Моя подруга Майка, или малиновая скатерть с кистями 

   Она к нам пришла в 9-м классе. А до этого жила в Перми, у бабушки. Теперь же, мать взяла её к себе, потому что её сын от второго брака, Алёша, пошёл в 1-й класс, и кому-то надо было за ним присматривать.
   Нам было по пятнадцать лет. И вся моя ранняя юность была окрашена этой дружбой.
   Мне и сейчас часто снится их дом. Дом, которого давно нет. Я брожу во сне вокруг него, заглядываю в окна, ищу их . . .
   А тогда. . ., тогда нам было пятнадцать лет, и жизнь только начиналась.
   Мы были очень разные. У Майки была, полноватая, но точёная фигурка, тонкие капризные губы и всегда короткая стрижка под мальчика. А я была неловкая и застенчивая. Единственным моим достоянием были волосы, русые с медным отливом. Они спадали каскадом волн на плечи, завиваясь на концах в трубочки. Они не были особенно густыми, но производили такое впечатление из-за того, что были лёгкие и очень пушистые.
   Я была романтиком, а Майка трезво смотрела на жизнь.
   Когда я пришла к ним в первый раз, мне прежде всего бросилась в глаза малиновая скатерть, бархатная, с кистями. . . Она была как бы символом благополучия в доме, их визитной карточкой.

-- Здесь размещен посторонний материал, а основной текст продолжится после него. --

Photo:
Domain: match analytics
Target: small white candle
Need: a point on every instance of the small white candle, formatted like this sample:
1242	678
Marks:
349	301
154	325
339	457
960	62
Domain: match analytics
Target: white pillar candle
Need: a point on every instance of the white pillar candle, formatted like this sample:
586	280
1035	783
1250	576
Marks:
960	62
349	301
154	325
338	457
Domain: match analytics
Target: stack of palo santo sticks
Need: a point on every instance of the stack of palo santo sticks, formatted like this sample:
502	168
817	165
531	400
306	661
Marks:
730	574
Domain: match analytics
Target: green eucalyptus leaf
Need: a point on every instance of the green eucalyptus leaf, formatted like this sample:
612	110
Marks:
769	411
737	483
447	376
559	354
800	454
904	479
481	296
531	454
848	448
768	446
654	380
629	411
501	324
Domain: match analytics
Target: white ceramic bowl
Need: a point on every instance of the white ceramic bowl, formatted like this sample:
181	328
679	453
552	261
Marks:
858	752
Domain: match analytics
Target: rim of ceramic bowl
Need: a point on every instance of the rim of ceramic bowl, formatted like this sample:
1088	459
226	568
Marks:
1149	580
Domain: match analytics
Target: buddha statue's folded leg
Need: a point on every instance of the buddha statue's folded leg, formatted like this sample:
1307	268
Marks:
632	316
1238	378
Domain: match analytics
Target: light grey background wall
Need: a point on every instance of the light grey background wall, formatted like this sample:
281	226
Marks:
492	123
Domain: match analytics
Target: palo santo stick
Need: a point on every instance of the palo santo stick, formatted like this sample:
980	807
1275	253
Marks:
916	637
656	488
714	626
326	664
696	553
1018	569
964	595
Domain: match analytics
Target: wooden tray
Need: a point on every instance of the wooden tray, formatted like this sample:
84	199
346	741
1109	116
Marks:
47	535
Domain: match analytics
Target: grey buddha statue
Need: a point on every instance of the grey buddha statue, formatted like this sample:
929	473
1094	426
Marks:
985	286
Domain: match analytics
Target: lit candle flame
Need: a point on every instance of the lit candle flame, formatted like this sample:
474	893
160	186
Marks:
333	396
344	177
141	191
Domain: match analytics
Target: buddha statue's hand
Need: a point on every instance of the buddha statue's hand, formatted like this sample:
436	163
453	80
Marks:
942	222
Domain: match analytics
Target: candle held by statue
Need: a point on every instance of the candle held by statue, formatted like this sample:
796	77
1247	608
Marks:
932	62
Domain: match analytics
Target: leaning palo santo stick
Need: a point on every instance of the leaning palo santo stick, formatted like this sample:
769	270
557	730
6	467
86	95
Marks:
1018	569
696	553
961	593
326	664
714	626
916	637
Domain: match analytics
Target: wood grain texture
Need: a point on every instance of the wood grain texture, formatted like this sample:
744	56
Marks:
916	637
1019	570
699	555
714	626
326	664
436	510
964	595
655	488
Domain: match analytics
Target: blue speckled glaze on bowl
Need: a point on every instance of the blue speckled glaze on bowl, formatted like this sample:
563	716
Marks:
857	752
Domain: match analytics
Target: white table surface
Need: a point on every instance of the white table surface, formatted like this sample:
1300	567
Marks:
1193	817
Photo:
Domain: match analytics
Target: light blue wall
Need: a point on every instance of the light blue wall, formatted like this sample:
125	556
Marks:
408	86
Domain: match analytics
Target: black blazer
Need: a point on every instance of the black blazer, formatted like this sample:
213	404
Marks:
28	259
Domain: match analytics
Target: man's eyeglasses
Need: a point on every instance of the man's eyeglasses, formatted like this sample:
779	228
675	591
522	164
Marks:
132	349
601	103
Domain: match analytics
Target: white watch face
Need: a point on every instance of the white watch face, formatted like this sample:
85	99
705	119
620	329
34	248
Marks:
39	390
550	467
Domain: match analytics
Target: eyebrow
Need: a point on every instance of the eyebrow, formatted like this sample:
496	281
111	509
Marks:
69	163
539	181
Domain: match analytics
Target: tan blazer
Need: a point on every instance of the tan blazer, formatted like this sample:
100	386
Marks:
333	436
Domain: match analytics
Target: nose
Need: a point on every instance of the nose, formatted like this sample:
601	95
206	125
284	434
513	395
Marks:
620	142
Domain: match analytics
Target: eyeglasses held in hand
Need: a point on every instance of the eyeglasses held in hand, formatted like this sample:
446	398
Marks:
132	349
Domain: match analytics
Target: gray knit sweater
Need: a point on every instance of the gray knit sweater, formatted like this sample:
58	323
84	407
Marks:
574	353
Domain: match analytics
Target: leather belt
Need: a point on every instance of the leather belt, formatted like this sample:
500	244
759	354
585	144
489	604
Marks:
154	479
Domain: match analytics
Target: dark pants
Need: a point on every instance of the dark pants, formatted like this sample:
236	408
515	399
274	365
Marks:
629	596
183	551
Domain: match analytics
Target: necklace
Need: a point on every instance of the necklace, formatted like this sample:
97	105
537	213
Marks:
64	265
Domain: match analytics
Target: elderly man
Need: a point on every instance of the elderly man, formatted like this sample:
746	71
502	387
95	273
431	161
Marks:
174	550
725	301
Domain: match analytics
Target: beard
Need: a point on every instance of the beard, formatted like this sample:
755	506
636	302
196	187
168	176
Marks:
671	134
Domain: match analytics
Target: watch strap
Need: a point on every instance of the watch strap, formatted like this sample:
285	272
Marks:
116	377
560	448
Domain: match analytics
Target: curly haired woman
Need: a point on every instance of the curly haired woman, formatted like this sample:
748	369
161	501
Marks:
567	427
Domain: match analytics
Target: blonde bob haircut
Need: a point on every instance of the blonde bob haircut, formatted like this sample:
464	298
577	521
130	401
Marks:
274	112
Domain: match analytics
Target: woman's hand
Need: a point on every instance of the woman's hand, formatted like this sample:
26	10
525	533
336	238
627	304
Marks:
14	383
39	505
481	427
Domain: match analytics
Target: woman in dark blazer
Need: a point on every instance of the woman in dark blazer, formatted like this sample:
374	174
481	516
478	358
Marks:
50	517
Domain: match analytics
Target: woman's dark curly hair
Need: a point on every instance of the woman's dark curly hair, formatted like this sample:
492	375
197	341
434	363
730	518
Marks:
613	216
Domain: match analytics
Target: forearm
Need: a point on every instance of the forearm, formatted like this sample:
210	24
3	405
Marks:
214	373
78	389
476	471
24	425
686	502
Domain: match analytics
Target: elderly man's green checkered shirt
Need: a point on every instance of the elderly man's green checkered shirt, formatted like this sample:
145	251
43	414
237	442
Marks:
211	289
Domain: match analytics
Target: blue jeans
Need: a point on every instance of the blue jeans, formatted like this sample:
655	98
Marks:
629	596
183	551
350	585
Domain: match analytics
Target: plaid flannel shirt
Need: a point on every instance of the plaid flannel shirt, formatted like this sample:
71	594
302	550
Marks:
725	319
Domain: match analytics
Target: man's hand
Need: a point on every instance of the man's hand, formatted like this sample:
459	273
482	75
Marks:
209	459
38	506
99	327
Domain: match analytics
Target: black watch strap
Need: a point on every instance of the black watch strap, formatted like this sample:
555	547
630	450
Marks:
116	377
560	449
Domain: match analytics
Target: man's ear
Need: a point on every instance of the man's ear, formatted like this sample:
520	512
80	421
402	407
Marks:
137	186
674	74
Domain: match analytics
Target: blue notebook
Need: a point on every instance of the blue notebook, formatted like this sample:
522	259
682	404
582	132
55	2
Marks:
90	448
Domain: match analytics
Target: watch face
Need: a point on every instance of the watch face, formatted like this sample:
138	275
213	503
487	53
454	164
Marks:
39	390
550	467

   Они жили неподалёку от нас в деревянном одноэтажном доме, в который был парадный вход с улицы, и вторая дверь, через сени выводившая прямо в сад, в котором росли старые, хорошо плодоносящие, яблони. Каждую осень в сенях стояли большие корзины и вёдра с яблоками, и на полу тоже лежали яблоки. Они пахли августом и ещё чем-то тонким и грустным.

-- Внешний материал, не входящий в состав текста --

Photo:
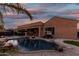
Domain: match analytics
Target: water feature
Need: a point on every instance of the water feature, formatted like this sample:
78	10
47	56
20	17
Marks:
30	45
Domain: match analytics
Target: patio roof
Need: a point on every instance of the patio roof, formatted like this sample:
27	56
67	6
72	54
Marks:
35	24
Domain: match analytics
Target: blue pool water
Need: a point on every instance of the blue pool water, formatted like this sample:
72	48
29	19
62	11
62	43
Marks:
32	45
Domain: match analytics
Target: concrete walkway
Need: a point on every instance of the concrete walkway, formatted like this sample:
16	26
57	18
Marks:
69	50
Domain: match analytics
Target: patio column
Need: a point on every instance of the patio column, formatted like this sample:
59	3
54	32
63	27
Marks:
39	32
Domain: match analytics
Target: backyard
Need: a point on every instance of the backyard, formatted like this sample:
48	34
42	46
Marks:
76	43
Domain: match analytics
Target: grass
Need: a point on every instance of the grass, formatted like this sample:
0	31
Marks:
76	43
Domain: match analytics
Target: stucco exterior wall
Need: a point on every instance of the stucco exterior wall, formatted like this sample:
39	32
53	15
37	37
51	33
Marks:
64	28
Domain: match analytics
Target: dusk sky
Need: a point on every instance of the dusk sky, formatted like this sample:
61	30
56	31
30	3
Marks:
42	11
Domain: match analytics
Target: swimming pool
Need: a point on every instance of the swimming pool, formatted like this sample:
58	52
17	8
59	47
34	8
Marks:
38	44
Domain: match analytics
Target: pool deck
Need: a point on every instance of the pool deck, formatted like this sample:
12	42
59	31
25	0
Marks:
69	50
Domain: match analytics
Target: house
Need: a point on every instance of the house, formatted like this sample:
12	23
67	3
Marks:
62	27
33	29
1	26
58	27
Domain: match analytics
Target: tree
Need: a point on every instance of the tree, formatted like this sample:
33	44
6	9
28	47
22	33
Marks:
14	7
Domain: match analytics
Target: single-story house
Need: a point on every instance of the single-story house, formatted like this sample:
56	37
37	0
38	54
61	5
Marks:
58	27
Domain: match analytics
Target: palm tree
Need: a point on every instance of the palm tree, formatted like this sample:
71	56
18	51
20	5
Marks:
14	7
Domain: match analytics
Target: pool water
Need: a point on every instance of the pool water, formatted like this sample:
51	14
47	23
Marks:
32	45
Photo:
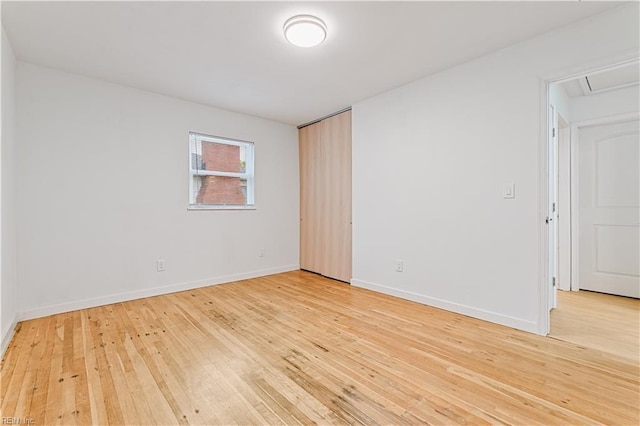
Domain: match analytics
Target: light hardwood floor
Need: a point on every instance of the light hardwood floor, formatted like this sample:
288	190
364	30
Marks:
297	348
599	321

   Майкина же комната располагалась слева от входа в квартиру и была крошечной и уютной. Особенно мне нравился старинный письменный стол, он занимал бОльшую часть комнаты. На столе под стеклом лежал только календарь. Всякими там вырезанными из журналов картинками Майка не увлекалась.
   Меня интриговала её семья. В ней всё было необычно, всё не так, как у нас.
   Сейчас я понимаю, насколько молоды были её родители. Ведь им в ту пору было всего 33 года. Но тогда они мне казались весьма пожилыми людьми. Её отчим, дядя Веня, работал инженером в проектном институте, а мать там же чертёжницей. Но работу она брала на дом и поэтому, я думаю, что, скорее всего, матери пришлось забрать Майку у бабушки из-за того, что она уже не справлялась с подросшей и рано повзрослевшей внучкой.
   Ещё меня притягивало к их дому одно тайное обстоятельство, в котором я боялась признаться даже самой себе: младший брат Майки, Алёша, дружил с Русланом, а я с 14-ти лет была в него влюблена. Они жили в соседних домах, и он любил возиться с малышнёй, причём умел дружить с ними всерьёз. Как-то это у него хорошо получалось. Он, наверное, в душе был прирождённым педагогом, вот только не догадывался об этом. К сожалению, так и не догадался и выбрал впоследствии другую профессию. И, может быть, это обстоятельство сломало его жизнь – он начал пить. А тем летом он окончил школу и, работая на железной дороге, ждал призыва а армию.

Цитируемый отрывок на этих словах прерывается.